This invention relates to a protective relaying device which is adapted to protect an electric power system.
The protective relaying device is used to protect an electric power system by instantaneously isolating a faulty part of the system from other parts, thus preventing the faulty effect from extending to the other parts of the power system.
However, where any internal fault occurs in the protective relaying device, an erroneous operation, such as erroneous isolation of valid part or parts from another part of the power system, or making it to isolate the faulty part from another valid part tends to occur, thus causing serious effects on the operation of the power system.
For instance, when a fault occurs in a potential transformer connected to a bus bar or a transmission line for supplying a voltage to a protective relaying device, the output of the potentional transformer is lowered. The protective relaying device receiving the lowered voltage tends to misunderstand that the lowered voltage is caused by a fault in the power system, thus isolating a valid part of the power system from another part, or making it difficult to isolate the faulty part from another part because of its reduced input voltage.
A known device for preventing the difficulties of the conventional protective relaying device is illustrated in FIG. 1.
In this device, a potential device 2 comprising a first potential transformer PT.sub.1 and a second potential transformer PT.sub.2, is connected to a bus bar 1. A current transformer 4 is connected to a transmission line 3. A first relaying element 5 is provided to receive the output V.sub.1 of the first potential transformer PT.sub.1 of the potential device 2 as its input voltage and the output of the current transformer 4 as its input current. The first relaying element 5 thus judges the validity of the transmission line 3 from the magnitude and phase relation of these inputs, and operates to protect the line 3.
A second relaying element 6 is also provided to receive the same output from the first potential transformer PT.sub.1 and the current transformer 4, and to protect the same transmission line 3.
The first and second relaying elements 5 and 6 are ordinarily termed a faulty section selecting relay and a fault detecting relay, respectively. The first relaying element 5 has a narrower protection range than that of the second relaying element 6, and is responsive only to a fault in a section to be protected by the relaying element 5, while the second relaying element 6 includes, in its protecting range, the protection against the erroneous operation of the relaying element 5 caused by its internal fault.

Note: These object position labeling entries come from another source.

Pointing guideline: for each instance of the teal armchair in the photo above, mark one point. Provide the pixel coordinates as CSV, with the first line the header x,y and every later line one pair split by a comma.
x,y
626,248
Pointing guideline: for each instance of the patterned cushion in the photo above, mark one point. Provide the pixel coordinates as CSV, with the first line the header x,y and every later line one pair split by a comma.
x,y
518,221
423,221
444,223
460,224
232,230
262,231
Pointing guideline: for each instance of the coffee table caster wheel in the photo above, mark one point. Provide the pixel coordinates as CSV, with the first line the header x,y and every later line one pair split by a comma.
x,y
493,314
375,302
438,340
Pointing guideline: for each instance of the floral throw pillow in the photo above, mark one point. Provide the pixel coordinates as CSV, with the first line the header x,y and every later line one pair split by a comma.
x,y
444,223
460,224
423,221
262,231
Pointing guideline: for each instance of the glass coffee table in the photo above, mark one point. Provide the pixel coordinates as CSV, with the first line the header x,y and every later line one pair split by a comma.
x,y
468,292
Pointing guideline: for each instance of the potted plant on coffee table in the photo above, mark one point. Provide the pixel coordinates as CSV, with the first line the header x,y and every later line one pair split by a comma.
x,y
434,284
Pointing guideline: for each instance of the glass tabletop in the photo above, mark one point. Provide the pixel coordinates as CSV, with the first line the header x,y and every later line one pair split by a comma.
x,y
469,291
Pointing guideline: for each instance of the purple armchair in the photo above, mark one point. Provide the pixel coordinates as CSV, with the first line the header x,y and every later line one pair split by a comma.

In the above described conventional protecting relaying device, there is further provided a voltage-unbalance detecting relay 7 which receives the output voltages V.sub.1 and V.sub.2 of the first and second potential transformers PT.sub.1 and PT.sub.2 of the potential device 2, and constantly surveys these values to detect any unbalance therebetween. When an unbalance is detected, the detecting relay 7 delivers an output S.sub.3 of a logic "1" which is further inverted by a NOT circuit 8.

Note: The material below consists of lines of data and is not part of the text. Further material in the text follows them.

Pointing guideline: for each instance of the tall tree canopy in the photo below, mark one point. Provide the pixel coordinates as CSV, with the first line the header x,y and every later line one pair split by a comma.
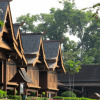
x,y
60,22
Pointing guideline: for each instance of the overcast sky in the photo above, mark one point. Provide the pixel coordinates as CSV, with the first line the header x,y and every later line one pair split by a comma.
x,y
22,7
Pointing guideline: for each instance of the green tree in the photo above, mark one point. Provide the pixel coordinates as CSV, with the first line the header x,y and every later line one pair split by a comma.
x,y
57,22
29,23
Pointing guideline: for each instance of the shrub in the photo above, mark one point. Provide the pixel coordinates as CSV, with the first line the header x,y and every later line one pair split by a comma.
x,y
4,94
36,98
17,97
68,94
32,93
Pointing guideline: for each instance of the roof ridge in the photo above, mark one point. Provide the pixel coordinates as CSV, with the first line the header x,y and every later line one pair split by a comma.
x,y
31,33
5,0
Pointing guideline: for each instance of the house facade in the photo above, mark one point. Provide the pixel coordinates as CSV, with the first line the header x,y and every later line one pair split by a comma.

An AND gate circuit 9 is connected to receive the outputs S.sub.1 and S.sub.2 of the first and second relaying elements 5 and 6, and the output S.sub.4 of the NOT circuit 8 as its inputs. When these three inputs are applied, the AND gate circuit 9 is enabled to deliver a tripping instruction to a circuit breaker 12 in the transmission line 3.
The above described conventional protective relaying device operates as follows.
When the potential device 2 including two potential transformers PT.sub.1 and PT.sub.2 has no fault, the protection of the power transmission line 3 is carried out correctly by the output of the AND gate circuit 9 which delivers a tripping signal to a circuit breaker 12 when the three inputs S.sub.1, S.sub.2, and S.sub.4 are applied.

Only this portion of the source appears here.